In maiden visit to Laos, Obama commits US$90m to clear wartime bombs

Asian Correspondent

THE United States Government has pledged an additional US$90 million over the next three years to clear the tens of millions of unexploded bombs the U.S. dropped on Laos during the Vietnam War.

The announcement came Tuesday during President Barack Obama’s visit to Laos. He is the first sitting U.S. president to set foot in the impoverished, landlocked country.  

Millions of unexploded cluster bombs remain in the Laotian countryside from a nine-year U.S. covert bombing campaign that was aimed at cutting off communist forces in neighboring Vietnam.

The White House says the U.S. has over the last two decades contributed some US$100 million to help Laos recover from the secret bombing campaign. Annual deaths fell from more than 300 to fewer than 50 in that period.

Obama is on a historic visit Laos to heal war wounds and reinvigorate relations with a country with rising strategic importance to the U.S.

The president said the U.S. has a moral obligation to help Laos heal, and that the the U.S. wants to help the the government invest in its people.

Obama is recounting the nine-year “secret war” that the U.S. conducted in Laos during the Vietnam War. He says American warplanes dropped more bombs on Laos than on Germany and Japan combined during World War II.
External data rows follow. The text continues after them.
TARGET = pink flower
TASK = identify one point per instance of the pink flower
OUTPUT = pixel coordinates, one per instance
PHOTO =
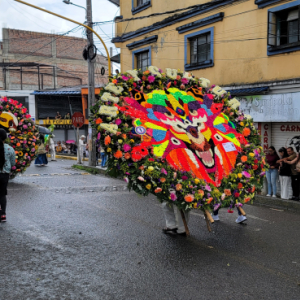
(126, 147)
(151, 79)
(185, 81)
(173, 196)
(118, 121)
(164, 171)
(207, 187)
(246, 174)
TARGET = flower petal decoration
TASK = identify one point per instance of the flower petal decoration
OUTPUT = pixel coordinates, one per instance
(21, 132)
(186, 139)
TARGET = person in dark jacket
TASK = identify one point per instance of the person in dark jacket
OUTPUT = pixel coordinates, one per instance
(7, 161)
(272, 174)
(284, 174)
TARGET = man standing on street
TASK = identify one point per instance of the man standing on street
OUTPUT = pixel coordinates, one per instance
(295, 183)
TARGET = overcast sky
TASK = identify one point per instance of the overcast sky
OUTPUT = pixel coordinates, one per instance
(19, 16)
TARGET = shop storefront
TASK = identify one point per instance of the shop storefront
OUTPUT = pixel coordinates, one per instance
(278, 117)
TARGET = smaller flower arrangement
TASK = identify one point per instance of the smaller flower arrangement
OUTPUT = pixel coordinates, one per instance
(22, 133)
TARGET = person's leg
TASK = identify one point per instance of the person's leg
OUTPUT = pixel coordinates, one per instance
(179, 221)
(268, 175)
(3, 205)
(169, 215)
(274, 176)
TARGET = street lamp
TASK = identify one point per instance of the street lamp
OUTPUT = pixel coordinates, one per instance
(69, 2)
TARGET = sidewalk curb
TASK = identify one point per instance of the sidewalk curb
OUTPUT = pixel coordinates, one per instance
(277, 203)
(92, 170)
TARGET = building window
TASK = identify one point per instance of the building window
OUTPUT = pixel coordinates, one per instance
(140, 5)
(141, 59)
(199, 50)
(284, 28)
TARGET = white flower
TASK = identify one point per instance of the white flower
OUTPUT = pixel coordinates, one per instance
(134, 74)
(108, 97)
(117, 90)
(108, 110)
(113, 128)
(171, 73)
(234, 103)
(218, 91)
(154, 71)
(205, 83)
(248, 117)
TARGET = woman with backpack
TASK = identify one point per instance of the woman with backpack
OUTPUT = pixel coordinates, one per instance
(7, 161)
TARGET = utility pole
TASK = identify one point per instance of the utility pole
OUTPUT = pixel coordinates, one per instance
(91, 82)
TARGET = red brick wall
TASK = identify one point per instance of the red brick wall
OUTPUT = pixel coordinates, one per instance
(68, 59)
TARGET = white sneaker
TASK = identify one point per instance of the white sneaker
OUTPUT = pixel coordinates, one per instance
(240, 219)
(216, 218)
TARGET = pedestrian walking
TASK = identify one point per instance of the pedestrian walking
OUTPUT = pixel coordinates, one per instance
(52, 148)
(284, 174)
(41, 160)
(295, 175)
(295, 166)
(174, 222)
(272, 173)
(7, 161)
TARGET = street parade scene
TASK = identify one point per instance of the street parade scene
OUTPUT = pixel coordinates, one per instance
(150, 152)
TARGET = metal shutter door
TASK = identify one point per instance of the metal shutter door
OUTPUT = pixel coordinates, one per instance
(286, 135)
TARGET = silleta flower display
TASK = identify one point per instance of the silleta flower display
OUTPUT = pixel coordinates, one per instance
(179, 138)
(22, 133)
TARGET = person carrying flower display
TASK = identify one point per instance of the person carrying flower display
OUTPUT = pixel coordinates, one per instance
(181, 139)
(272, 174)
(7, 162)
(284, 174)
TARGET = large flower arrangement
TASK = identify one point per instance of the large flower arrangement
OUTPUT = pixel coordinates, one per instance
(22, 134)
(179, 138)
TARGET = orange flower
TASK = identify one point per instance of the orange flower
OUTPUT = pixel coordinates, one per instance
(244, 158)
(209, 200)
(247, 199)
(246, 131)
(227, 192)
(178, 187)
(118, 154)
(189, 198)
(107, 140)
(158, 190)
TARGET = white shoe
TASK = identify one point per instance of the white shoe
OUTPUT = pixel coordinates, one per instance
(216, 218)
(240, 219)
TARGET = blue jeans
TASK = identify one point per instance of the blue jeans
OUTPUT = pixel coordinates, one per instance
(103, 159)
(272, 175)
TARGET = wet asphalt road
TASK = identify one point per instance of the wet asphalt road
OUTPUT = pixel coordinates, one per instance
(77, 236)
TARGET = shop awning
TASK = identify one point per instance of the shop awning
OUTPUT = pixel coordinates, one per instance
(249, 91)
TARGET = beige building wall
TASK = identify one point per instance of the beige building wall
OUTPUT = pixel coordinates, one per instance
(240, 43)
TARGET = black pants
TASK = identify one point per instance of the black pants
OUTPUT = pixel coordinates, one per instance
(3, 205)
(3, 192)
(296, 185)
He also says it’s important to recognize the suffering by all sides in that conflict and that war inflicts a terrible toll whatever the cause.

Obama spoke to about 1,100 people at the Lao National Cultural Hall.

According to the Associated Press, in the 1960s and 1970s, the U.S. rained bombs on Laotian villages and the countryside as America’s war with Vietnam spilled across the border.

The Laotian government estimates that more than 2 million tons of ordnance were released during more than 500,000 missions – one bomb every eight minutes for nine years.

An estimated 80 million cluster bombs did not explode, leaving tennis ball-sized “bombies” littering the impoverished countryside to wound and kill unsuspecting people.

The victims of the bombs were mainly children and farmers forced to work on their contaminated fields to sustain their families.

However, as of 2015, only 1 percent of Laos’ territory had been cleared despite tens of millions spent.

Obama says he wants to forge a partnership with Laos to make the two countries “whole again” after troubled relations dating to the Vietnam War.

At a luncheon on Tuesday, President Barack Obama offered a toast to “the dignity and the future” of the people of Laos.

“As the first U.S. president to visit this nation I know my visit comes at a very important time,” Obama was quoted as saying by the Wall Street Journal.

Obama and the Lao president reportedly clinked glasses of red wine during their lunch at the presidential palace in Vientiane.

The menu included deep-fried bacon roll stuffed with minced prawn, braised duck breast and deep-fried Mekong fish.

Obama and the other guests watched a dance performance by 10 women in traditional red and pearl skirts, draped shirts and gold headbands. The dancers twirled their hands in the air in a slow, rhythmic dance.

Additional reporting from the Associated Press

Asian Correspondent

3 thoughts on “In maiden visit to Laos, Obama commits US$90m to clear wartime bombs

  1. Of course, this has nothing to do with “helping Laos heal”, and $90 million will do very little to remove 80 million unexploded bombs.

    Obama’s there because Laos sits on top of a huge oil field, and he’s making deals to move the oil companies back in. (which is the real reason we went to Vietnam in the first place: Rockefeller oil interests were threatened).

  2. On average since the war’s end, 400 farmers and peasants every year have been killed by undetonated cluster bombs.

  3. “… the the U.S. wants to help the the government invest in its people.”

    Translation:

    “… the the U.S. wants to help the the government DIVEST OF its people.”